05 Gen “Santiago, Italia” di Nanni Moretti
Vado in giro, faccio cose, vedo gente. A quarant’anni di distanza da Ecce bombo, film cult della generazione di cui viene rappresentato in chiave caricaturale lo smarrimento, Nanni Moretti si cimenta con un cine-documentario sulla ricostruzione dell’ascesa al potere di Augusto Pinochet nel Cile degli anni Settanta. Vicenda, quest’ultima, che non si presta all’ironia. Neanche a quella garbata e sottile cui il regista ci ha abituati. Perché ripercorrendola, ci lascia attoniti, muti, smarriti.

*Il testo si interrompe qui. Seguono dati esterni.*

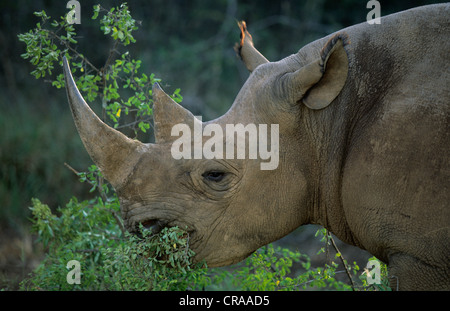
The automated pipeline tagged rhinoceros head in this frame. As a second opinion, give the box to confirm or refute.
[64,23,348,266]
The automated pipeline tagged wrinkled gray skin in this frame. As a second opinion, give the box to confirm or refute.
[65,4,450,290]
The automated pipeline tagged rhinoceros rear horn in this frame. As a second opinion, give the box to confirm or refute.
[63,57,147,189]
[234,21,269,72]
[152,83,195,144]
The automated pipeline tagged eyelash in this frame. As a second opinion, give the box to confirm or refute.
[202,171,225,182]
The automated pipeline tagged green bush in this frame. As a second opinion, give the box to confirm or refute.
[19,4,388,290]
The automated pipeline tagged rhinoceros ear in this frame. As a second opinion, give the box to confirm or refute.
[289,34,348,109]
[152,83,195,143]
[234,21,269,72]
[63,57,147,189]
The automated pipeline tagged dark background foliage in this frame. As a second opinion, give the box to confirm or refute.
[0,0,439,288]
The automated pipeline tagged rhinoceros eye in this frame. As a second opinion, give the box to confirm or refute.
[202,171,225,182]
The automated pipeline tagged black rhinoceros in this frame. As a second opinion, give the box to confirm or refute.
[64,4,450,290]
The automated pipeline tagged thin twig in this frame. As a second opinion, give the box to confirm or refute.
[328,232,356,291]
[64,162,80,176]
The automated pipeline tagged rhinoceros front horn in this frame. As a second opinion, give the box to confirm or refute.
[63,57,147,189]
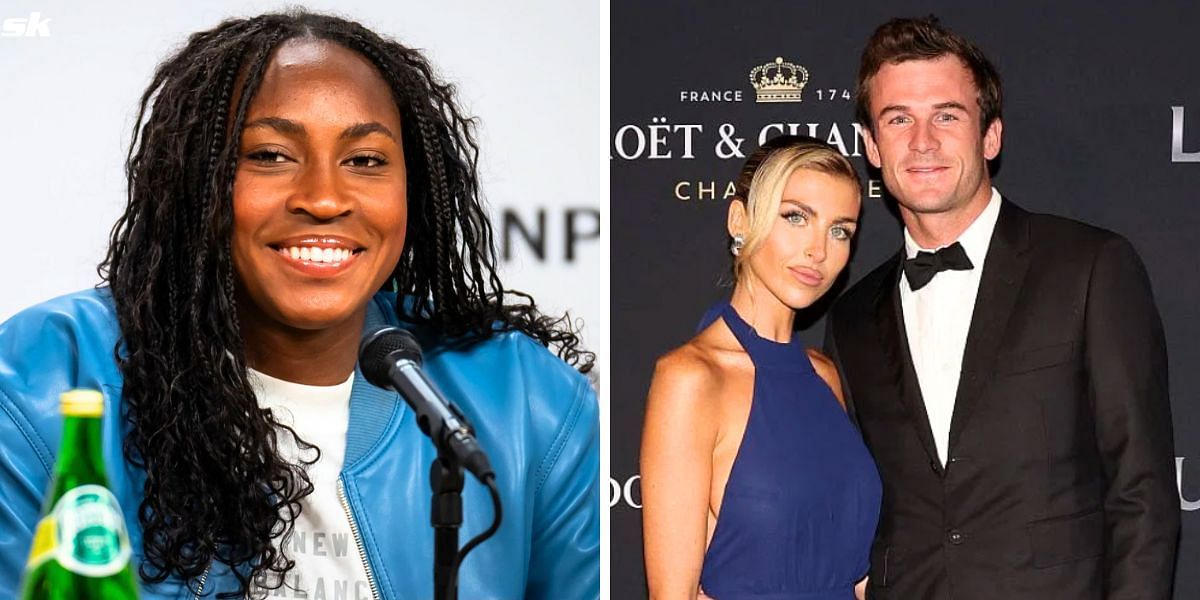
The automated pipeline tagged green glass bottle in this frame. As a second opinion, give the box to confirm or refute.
[22,390,138,600]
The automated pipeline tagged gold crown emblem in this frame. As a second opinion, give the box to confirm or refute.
[750,56,809,102]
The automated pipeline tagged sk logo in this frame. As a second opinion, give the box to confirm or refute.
[0,12,50,37]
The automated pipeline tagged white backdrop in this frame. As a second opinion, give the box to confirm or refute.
[0,0,608,588]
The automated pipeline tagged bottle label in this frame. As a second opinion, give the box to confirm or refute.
[29,485,132,577]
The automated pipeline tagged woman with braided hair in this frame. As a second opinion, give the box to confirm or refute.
[0,11,599,599]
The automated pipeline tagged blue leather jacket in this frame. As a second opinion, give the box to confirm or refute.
[0,289,600,600]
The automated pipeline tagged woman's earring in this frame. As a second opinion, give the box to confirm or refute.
[730,233,746,256]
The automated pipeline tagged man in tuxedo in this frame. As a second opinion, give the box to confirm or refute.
[826,19,1180,600]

La prima inquadratura vede Moretti che, volgendo le spalle allo spettatore, contempla a distanza la città di Santiago, racchiusa da una chiostra imponente di montagne innevate, in una livida giornata invernale. Forse una metafora – come ha fatto notare un critico – della distanza necessaria a non farsi travolgere dalle passioni, quando si vuole fare chiarezza su una vicenda. Il regista comparirà un’altra volta nel film. Per prendere posizione. Infatti all’ex militare che sta rilasciando la propria intervista convinto di avere un interlocutore super partes fa sapere, attraverso il traduttore, che lui è di parte. Eccome. Guarda caso, l’intervista si interrompe all’istante. Che un militare si schermisca sostenendo che torture e altre atrocità fossero episodi isolati di cui peraltro non era a conoscenza; e che anche oggi, a distanza di tempo, lo sfiori il dubbio se non proprio il rimorso, cos’è se non negazionismo? La nostra responsabilità di persone – sembra suggerirci il regista – consiste nell’ascoltare le voci disarmoniche necessarie alla ricomposizione dei fatti e soprattutto delle precondizioni che li hanno resi possibili. Come testimone da passare alle generazioni future.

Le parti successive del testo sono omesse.